Dans l'obscurité de la petite salle de la confrérie dalmate (Scuola di San Giorgio degli Schiavoni, confrérie de Saint-Georges-des-esclavons, l'usage veut-il qu'on traduise ou pas ?) je reste suffoquée par la violence de Saint Georges et le dragon (1502) : membres épars, déchiquetés, à moitié dévorés, sorte de buste momifié…
Je suis gênée par mon manque de références : une telle scène, de telles précisions, paraissaient-elles normales, naturelles, à l'époque, où peut-on imaginer que les guerres fournissaient le spectacle quotidien d'éclopés rongés par la gangrène, ou Carpaccio cherchait-il à choquer, ou — j'avoue que cela m'a effleurée: exagérait-il l'horreur de sa peinture, approchant la caricature par la précision trop grande de ses détails?
Lorsque je regarde les toiles de Carpaccio, j'ai l'impression fugace qu'il rit, qu'il se moque de lui-même ou du spectateur ou des sujets qu'il peints, très peu, mais un peu tout de même: pourquoi cette envie de rire à regarder l'envolée des robes des moines fuyant comme des moineaux à l'approche du lion, le moine derrière Saint Jérôme paraissant presque horizontal dans sa précipitation ?

Le lendemain, même incrédulité à contempler longuement le supplice des dix mille martyrs du mont Ararat («c'est gore» me murmure O., huit ans, qui frémit d'effroi) ou le martyre de Sainte-Ursule: cette précision dans l'horreur, crâne fendu entre les deux yeux, femme rattrapée par les cheveux pour être égorgée, cet élan dans le meurtre, étaient-ce des détails qui devaient naturellement servir à l'édification des âmes (mais cela peut-il réellement porter au désir de connaître le même sort?), ou Carpaccio n'avait-il pas une intention doucement ironique, celle d'avouer secrètement qu'il ne croyait pas — et qu'il déconseillait de croire ?

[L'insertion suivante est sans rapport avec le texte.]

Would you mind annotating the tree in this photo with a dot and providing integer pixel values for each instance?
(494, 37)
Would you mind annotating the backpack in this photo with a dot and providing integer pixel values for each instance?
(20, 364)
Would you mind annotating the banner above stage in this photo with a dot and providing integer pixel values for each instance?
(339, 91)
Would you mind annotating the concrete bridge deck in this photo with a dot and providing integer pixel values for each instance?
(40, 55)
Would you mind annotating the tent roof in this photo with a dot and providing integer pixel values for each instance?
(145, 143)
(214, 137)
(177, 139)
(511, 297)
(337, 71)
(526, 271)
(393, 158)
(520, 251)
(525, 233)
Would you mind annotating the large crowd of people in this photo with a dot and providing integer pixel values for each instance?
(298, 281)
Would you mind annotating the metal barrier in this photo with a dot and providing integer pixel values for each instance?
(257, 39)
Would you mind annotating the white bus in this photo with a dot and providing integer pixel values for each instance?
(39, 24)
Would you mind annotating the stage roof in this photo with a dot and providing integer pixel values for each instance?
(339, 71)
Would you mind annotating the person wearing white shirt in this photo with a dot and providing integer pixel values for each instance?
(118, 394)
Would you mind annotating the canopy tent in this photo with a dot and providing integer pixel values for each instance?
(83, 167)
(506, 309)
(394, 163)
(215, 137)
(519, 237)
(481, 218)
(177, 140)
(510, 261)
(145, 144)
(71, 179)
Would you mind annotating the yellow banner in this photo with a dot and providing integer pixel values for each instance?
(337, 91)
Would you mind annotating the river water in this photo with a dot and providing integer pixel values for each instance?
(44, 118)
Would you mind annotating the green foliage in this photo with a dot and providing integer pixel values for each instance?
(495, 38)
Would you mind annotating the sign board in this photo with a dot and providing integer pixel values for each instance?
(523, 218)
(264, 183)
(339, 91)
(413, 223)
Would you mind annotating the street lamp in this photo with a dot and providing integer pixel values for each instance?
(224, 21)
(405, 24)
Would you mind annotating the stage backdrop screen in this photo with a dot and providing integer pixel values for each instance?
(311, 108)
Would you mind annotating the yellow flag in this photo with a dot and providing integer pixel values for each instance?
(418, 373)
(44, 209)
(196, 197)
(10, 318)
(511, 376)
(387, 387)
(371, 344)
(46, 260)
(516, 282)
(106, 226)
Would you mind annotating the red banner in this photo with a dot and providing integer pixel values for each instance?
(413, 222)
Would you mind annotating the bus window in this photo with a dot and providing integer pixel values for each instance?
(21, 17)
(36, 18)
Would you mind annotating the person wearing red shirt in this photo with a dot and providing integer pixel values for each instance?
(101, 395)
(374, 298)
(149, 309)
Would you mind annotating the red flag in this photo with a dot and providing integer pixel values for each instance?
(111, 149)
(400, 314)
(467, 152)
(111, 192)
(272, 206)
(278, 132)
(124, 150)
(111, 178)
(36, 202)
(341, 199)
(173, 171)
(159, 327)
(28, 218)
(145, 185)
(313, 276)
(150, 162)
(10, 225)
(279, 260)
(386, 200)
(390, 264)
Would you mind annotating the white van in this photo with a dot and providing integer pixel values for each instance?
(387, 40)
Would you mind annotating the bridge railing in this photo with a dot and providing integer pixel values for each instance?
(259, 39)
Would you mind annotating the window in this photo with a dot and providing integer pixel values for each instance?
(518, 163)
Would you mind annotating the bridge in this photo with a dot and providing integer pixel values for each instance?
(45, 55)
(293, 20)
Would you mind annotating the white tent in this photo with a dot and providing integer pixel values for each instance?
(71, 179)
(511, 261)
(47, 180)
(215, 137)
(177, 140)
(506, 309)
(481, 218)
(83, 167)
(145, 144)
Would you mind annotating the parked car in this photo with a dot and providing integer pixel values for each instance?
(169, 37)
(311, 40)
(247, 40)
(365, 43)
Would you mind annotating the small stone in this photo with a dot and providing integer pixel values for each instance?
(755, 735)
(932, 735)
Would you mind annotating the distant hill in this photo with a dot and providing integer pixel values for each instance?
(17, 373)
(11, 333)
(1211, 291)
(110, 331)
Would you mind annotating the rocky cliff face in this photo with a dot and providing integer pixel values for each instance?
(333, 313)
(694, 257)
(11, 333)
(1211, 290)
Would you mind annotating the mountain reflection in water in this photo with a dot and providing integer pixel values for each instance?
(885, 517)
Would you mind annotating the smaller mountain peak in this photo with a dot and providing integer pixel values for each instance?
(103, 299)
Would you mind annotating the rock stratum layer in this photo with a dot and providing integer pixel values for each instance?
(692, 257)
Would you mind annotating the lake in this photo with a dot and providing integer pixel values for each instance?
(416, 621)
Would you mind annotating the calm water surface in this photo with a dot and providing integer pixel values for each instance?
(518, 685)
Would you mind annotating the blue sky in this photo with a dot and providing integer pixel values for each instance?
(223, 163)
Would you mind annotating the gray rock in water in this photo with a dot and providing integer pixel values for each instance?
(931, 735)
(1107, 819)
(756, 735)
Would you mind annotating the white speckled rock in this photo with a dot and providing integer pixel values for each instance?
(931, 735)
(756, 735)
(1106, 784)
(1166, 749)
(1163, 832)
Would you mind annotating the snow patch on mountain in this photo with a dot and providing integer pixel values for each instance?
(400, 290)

J'aime les cheminées de Carpaccio, le rouge de Carpaccio, l'humour de Carpaccio — même si je ne peux décider si cet humour plus ou moins grinçant "existe", s'il était bien dans les intentions du peintre, ou s'il n'est dû qu'à mon imagination, à mon humeur et aux quelques siècles qui nous séparent: comment savoir?